Lenelotte Möllers und Hans Ammerichs „Einführung in das Studium der Kirchengeschichte“ hat einen hohen Anspruch. Auf 160 Seiten, die die Wissenschaftliche Buchgesellschaft (WBG) mehr oder weniger verbindlich für ihre Einführungsbände vorgibt, arbeitet das rheinland-pfälzische Autorenduo „die Grundfragen auf, die sich mit dem Studium der Kirchengeschichte verbinden“ (Einband). Neben Themen und Epochen von der Antike bis in die Neueste Zeit legt der Band einen Fokus auf die Methodik sowie die didaktische Umsetzung eines der Zentralgebiete des theologischen, religionswissenschaftlichen und, im Übrigen, immer stärker auch des geschichtswissenschaftlichen Studiums: Möller und Ammerich verfolgen das Anliegen, auf jeweils wenigen Seiten über den Umgang mit Quellen und Kirchengeschichte zu informieren. Das Buchkonzept ist dabei konsequent ökumenisch angelegt. Möller ist protestantische Theologin und Gymnasiallehrerin für die Fächer Latein, Geschichte und evangelische Religionslehre; Ammerich hat katholische Theologie, Germanistik und Geschichte studiert und war Direktor des Speyrer Bistumsarchivs.

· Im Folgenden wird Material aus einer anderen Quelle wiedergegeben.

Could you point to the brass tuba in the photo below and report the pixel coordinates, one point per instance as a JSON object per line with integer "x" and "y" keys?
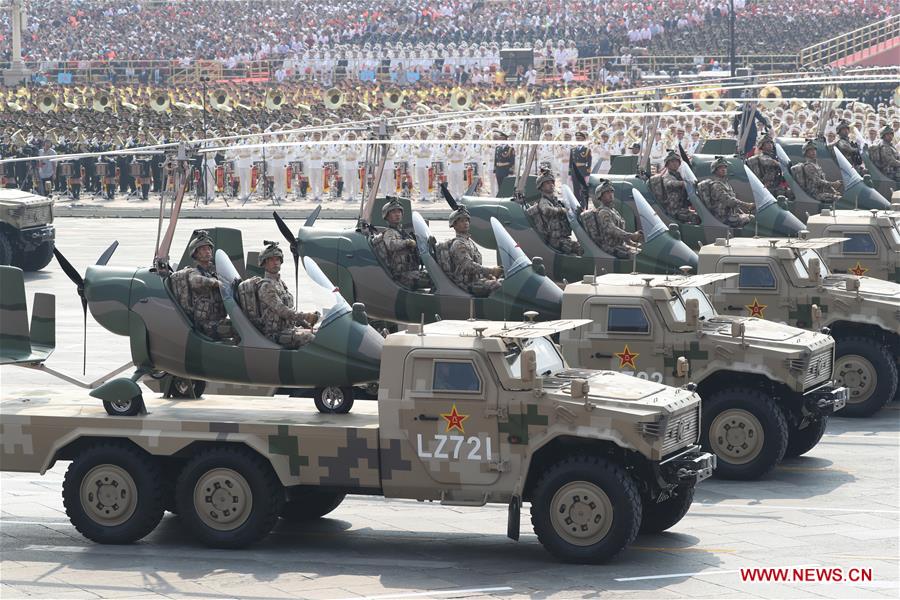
{"x": 393, "y": 98}
{"x": 274, "y": 100}
{"x": 46, "y": 102}
{"x": 159, "y": 101}
{"x": 333, "y": 98}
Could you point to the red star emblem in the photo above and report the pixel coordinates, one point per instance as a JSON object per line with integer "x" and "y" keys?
{"x": 756, "y": 309}
{"x": 454, "y": 420}
{"x": 626, "y": 358}
{"x": 858, "y": 270}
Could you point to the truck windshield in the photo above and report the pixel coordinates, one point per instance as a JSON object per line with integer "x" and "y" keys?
{"x": 801, "y": 263}
{"x": 677, "y": 304}
{"x": 548, "y": 359}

Auswahl und Darbietung des Stoffs sind auf Oberstufenschüler, Studierende des Lehramts und Referendare, Pastoralreferenten sowie Priesteramtskandidaten ausgerichtet. „Ihre Zugangsweisen zu Themen, ihre Bedürfnisse als Benutzer von Archiven, Bibliotheken und musealen Sammlungen sowie ihre Fähigkeiten sind es, nach denen sich die vorgelegten Informationen und Ratschläge richten“ (S. 7). So gliedert sich das Buch nach der obligatorischen Einleitung in II. Gegenstand der Kirchengeschichte (Kirchengeschichte als Disziplin zwischen Theologie und Geschichtswissenschaft), III. Periodisierung, IV. Schlaglichter der Kirchengeschichte (Antike, Mittelalter...), V. Aspekte der Kirchengeschichte (Personen-, Dogmengeschichte etc.), VI. Methoden kirchengeschichtlichen Arbeitens (Umgang mit Quellen) und schließlich VII. Kirchengeschichte im Unterricht. Ausgewählte Hilfsmittel (VIII.), ein Überblick über Kirchengeschichte im Internet (IX.) und eine Zeittafel (X.) runden das Buch ab.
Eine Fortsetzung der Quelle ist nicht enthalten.